Applying these findings to the real world, it becomes clear that technical indicators are not a universal, one-size-fits-all tool for making investment decisions. Even when treating the company sector as a constant, technical indicators combine to align signals for some stocks more than others. On the bottom end of the spectrum, some stocks show no clear positive relationship between technical indicators, despite the variety of such indicators that exist. Even at the top of the spectrum, indicators share a positive relationship in a mere general sense; it is somewhat likely that indicators may align, but there is no guarantee that a high degree of confidence is maintained.

#### Supervised Learning Conclusions

The first thing we noticed when training these models is that we did not have enough data. Initially we had thought that 10 years of stock data would be enough, however the underfitting in almost all of our models proved this was not the case. Secondly, while we didn’t have enough time-series data, we had extreme amounts of extraneous data within the features themselves. This led to our models becoming unable to ascertain what data was important, and what was not. We believe this is the other main contributing factor to the low accuracy within the deep learning models.

One misconception our group had when starting this project is that neural nets are “king,” per se. This means that neural networks are capable of solving any problem with (relative) ease. While we may have not had enough data, and a large amount of irrelevant information, we expected all of our models to overfit over time. This was absolutely not the case. As shown above, ensemble learning actually proved best in this case, something none of us were expecting.
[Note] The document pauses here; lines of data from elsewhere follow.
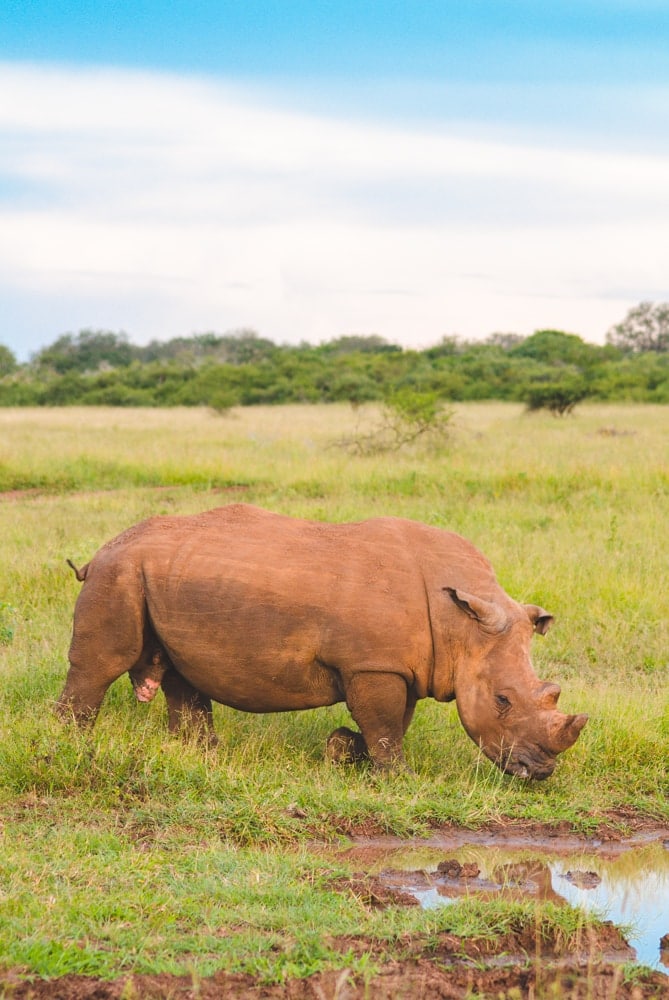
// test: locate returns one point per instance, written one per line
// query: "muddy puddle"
(626, 882)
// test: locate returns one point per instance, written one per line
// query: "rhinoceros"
(267, 613)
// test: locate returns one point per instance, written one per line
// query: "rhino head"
(501, 702)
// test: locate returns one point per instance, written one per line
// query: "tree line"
(549, 368)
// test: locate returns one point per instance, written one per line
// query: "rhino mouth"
(526, 764)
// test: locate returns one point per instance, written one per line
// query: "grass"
(137, 853)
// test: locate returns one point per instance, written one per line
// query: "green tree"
(554, 347)
(645, 328)
(559, 396)
(8, 363)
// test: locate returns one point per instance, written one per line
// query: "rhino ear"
(490, 616)
(542, 620)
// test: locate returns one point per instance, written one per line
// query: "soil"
(516, 966)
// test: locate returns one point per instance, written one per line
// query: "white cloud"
(164, 205)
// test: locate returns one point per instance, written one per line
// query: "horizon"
(313, 172)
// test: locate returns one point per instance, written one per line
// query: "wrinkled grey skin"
(267, 613)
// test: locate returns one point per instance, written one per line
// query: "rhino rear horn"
(490, 616)
(541, 620)
(568, 732)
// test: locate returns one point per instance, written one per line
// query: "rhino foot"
(345, 746)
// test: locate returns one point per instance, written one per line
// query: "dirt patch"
(522, 964)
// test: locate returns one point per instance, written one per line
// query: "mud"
(540, 863)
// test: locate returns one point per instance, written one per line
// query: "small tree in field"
(559, 397)
(406, 415)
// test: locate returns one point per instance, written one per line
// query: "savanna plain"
(135, 864)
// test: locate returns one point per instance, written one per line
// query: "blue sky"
(310, 169)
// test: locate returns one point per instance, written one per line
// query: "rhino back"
(249, 604)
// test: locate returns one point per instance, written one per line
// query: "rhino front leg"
(382, 707)
(188, 710)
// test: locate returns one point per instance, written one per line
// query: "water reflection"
(630, 889)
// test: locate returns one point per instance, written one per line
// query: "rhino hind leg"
(189, 712)
(381, 706)
(345, 746)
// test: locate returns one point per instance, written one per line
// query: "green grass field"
(124, 850)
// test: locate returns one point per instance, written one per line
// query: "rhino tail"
(79, 573)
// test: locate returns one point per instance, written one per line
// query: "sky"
(311, 169)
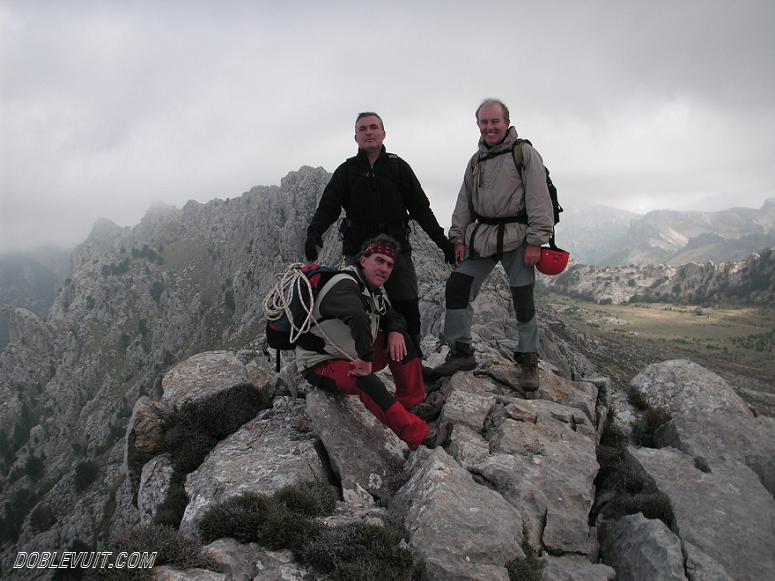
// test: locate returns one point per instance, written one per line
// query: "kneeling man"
(359, 334)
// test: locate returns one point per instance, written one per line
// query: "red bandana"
(381, 248)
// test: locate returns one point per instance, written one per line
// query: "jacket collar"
(364, 157)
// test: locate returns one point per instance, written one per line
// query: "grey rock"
(167, 573)
(720, 436)
(683, 388)
(642, 549)
(266, 454)
(465, 408)
(469, 448)
(701, 567)
(546, 470)
(363, 452)
(726, 513)
(454, 524)
(574, 568)
(155, 484)
(201, 376)
(245, 562)
(144, 436)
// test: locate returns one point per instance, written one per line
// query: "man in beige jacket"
(503, 214)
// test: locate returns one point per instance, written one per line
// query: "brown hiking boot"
(430, 409)
(459, 359)
(528, 379)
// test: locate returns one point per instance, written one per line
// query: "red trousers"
(391, 411)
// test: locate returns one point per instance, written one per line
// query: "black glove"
(449, 251)
(310, 245)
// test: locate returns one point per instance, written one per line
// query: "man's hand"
(449, 251)
(532, 255)
(460, 254)
(311, 246)
(396, 346)
(360, 367)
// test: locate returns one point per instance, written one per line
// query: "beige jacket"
(498, 191)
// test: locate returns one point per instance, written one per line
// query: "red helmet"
(553, 260)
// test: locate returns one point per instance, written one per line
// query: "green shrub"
(85, 474)
(284, 520)
(34, 467)
(172, 548)
(527, 569)
(192, 431)
(42, 517)
(287, 520)
(311, 498)
(643, 431)
(171, 511)
(359, 551)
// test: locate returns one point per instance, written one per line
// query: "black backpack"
(288, 307)
(517, 156)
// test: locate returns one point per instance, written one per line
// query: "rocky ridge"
(607, 236)
(750, 281)
(93, 368)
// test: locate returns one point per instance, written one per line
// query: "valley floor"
(736, 342)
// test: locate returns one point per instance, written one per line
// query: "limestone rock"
(726, 513)
(155, 484)
(166, 573)
(201, 376)
(682, 388)
(363, 451)
(266, 454)
(246, 562)
(575, 568)
(458, 528)
(144, 435)
(641, 549)
(546, 470)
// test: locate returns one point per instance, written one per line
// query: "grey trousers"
(457, 321)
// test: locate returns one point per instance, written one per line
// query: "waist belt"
(500, 222)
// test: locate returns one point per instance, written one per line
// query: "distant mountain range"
(605, 236)
(749, 281)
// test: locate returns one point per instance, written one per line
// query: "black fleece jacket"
(376, 200)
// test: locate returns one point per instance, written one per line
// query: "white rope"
(278, 303)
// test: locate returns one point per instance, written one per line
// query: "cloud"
(107, 107)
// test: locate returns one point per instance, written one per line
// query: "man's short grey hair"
(368, 114)
(494, 102)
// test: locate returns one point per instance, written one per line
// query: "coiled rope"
(278, 303)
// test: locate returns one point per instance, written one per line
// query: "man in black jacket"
(380, 194)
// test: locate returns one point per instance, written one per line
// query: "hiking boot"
(429, 375)
(433, 435)
(430, 409)
(528, 379)
(459, 359)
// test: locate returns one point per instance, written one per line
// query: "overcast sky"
(109, 106)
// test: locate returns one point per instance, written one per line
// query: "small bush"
(310, 498)
(636, 399)
(359, 551)
(653, 505)
(172, 548)
(643, 431)
(527, 569)
(85, 474)
(170, 513)
(42, 517)
(284, 520)
(34, 467)
(195, 429)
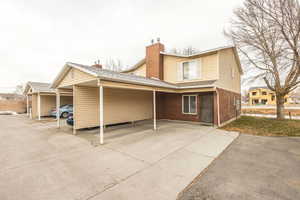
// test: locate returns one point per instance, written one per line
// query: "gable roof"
(258, 87)
(119, 77)
(38, 87)
(214, 50)
(137, 65)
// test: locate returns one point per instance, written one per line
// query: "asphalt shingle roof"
(130, 78)
(41, 87)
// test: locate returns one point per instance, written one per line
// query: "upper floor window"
(273, 97)
(189, 70)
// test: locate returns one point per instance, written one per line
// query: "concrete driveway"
(252, 168)
(39, 161)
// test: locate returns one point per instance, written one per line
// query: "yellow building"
(264, 96)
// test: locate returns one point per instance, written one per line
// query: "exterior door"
(206, 108)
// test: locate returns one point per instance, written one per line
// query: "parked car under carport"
(64, 111)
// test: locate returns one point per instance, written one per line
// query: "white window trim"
(182, 102)
(199, 70)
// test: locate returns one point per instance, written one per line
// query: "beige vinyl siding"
(119, 106)
(66, 100)
(208, 67)
(141, 71)
(48, 102)
(75, 76)
(34, 106)
(226, 63)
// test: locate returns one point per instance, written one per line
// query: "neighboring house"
(12, 102)
(204, 87)
(41, 99)
(265, 96)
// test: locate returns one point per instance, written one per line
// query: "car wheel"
(64, 115)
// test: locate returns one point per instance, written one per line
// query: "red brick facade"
(169, 106)
(154, 61)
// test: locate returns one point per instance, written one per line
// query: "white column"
(74, 110)
(57, 109)
(101, 113)
(27, 105)
(39, 106)
(154, 110)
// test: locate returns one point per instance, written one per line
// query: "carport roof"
(124, 78)
(38, 87)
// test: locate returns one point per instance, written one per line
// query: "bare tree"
(267, 34)
(114, 64)
(19, 89)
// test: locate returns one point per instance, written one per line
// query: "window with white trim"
(190, 70)
(189, 104)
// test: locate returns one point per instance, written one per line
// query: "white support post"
(57, 109)
(154, 110)
(101, 113)
(74, 110)
(27, 105)
(39, 106)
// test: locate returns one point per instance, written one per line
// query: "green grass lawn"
(264, 126)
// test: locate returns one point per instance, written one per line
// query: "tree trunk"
(280, 106)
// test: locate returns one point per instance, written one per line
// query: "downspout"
(218, 105)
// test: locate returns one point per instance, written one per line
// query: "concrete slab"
(211, 144)
(39, 161)
(253, 167)
(160, 181)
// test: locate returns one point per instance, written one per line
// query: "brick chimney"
(154, 60)
(97, 64)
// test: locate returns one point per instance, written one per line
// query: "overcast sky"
(38, 36)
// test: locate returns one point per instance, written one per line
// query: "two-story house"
(204, 87)
(264, 96)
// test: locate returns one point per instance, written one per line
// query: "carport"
(100, 100)
(41, 99)
(104, 97)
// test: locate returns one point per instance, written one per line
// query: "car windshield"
(66, 106)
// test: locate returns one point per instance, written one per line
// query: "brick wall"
(169, 106)
(18, 106)
(227, 106)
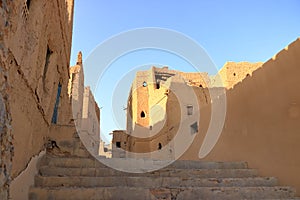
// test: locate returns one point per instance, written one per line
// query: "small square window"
(194, 128)
(189, 110)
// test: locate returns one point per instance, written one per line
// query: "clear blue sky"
(227, 30)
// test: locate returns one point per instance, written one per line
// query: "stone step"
(79, 162)
(133, 193)
(183, 173)
(151, 182)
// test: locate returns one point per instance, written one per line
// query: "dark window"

Despite poor accuracies in many of our classification algorithms, ensemble learning proved very effective in predicting the correct policy for our indicators. We believe this is due to Random Forest’s ability to mitigate variance within the dataset. Because it is trained on multiple portions of the data (in our case 100 trees trained on different subsets of features), it is better able to capture the overall function to approximate policy. This shows that there is valuable data within the technical indicators, and that on some level these indicators can be used to help traders make profitable decisions when trading stocks.